For me, though, what resounded most about the evidence of death and destruction I saw today was the volume of it. For a good hour/hour and a half of the drive through France, I saw a cemetery or a signpost for one AT LEAST every five minutes. Each one, neat, clean, its stones or crosses shining, flags shaking, words of promise and retained individuality gleaming from surfaces, the visitors’ book full of cliches***, one cemetery had a portaloo by its gate, a couple were in the middle of fields, no neighbouring roads, but it was the number, the number, the number that-
Every single gravestone I saw, on foot or through my car window, had the space in front of it to lie down the prone body of a dead young man. And every single one did. I didn’t see every grave I drove by, but I probably noticed the marking point of at least a thousand people. It was the space in front of the grave, the burial spot, that was important. Not because it holds a corpse, but because its space holds a life that was never lived: the absence in the air in front of every grave (whether it was named for its occupant or not) was aching, heavy with the weight of lost life.
I saw a thousand graves, I saw signposts to probably another 10 or 20,000, and I know that, ultimately, there are roughly 4 million graves from that conflict.

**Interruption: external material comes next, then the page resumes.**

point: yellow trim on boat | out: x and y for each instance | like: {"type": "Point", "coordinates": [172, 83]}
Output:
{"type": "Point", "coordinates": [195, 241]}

I saw prominent cemeteries honouring soldiers from India, China and Canada amongst those for Europeans, and when my father (who I’m in France with) used the computers in the museum beside the Thiepval Monument to look up the war record of his grandmother’s elder brother, the only person whose surname and regiment could possibly match**** died and was buried in a First World War battle in Turkey. It’s easy to forget that there was more than just the Western Front, particularly when on the flat farmland once ravaged by a war of attrition.
But knowing that this man who may or may not have been my great great uncle individually died, fighting, meant nothing to me. What meant something, and this is what Dyer evokes beautifully, was the number of people who died. Every gravestone has beneath it the rotting corpse of a man, most of whom died younger than I am now. Every cemetery had a few hundred gravestones, every village had a couple of cemeteries, every-
You can see where I’m going. Dyer captures the confused sensation created by a trip to the war graves better than I can, and if I hadn’t read The Missing of the Somme whilst planning and then making a trip to them myself, I probably would have done both as a result. This massacre of a generation of men is an important part of recent history. And the graves are under two hours from Calais and it’s really fucking easy driving a right hand drive car on French roads. Go visit. Or read The Missing of the Somme. Or be a superfly bastard like myself and do both.
* Note to self – check if Mark and Paul are the names of the male protagonists in Paris Trance.
** I do not exaggerate when I say that almost a quarter of the book’s pages are Bibliography and/or referencing.
*** Dyer discusses these near the end of his book, and I was disappointed that my supposedly unique thoughts turned out to have been prethought and expanded upon 20 years earlier. Alas.
**** Though he was a sergeant… I mean this not as a brag, but as evidence that he probably wasn’t the man we were looking for.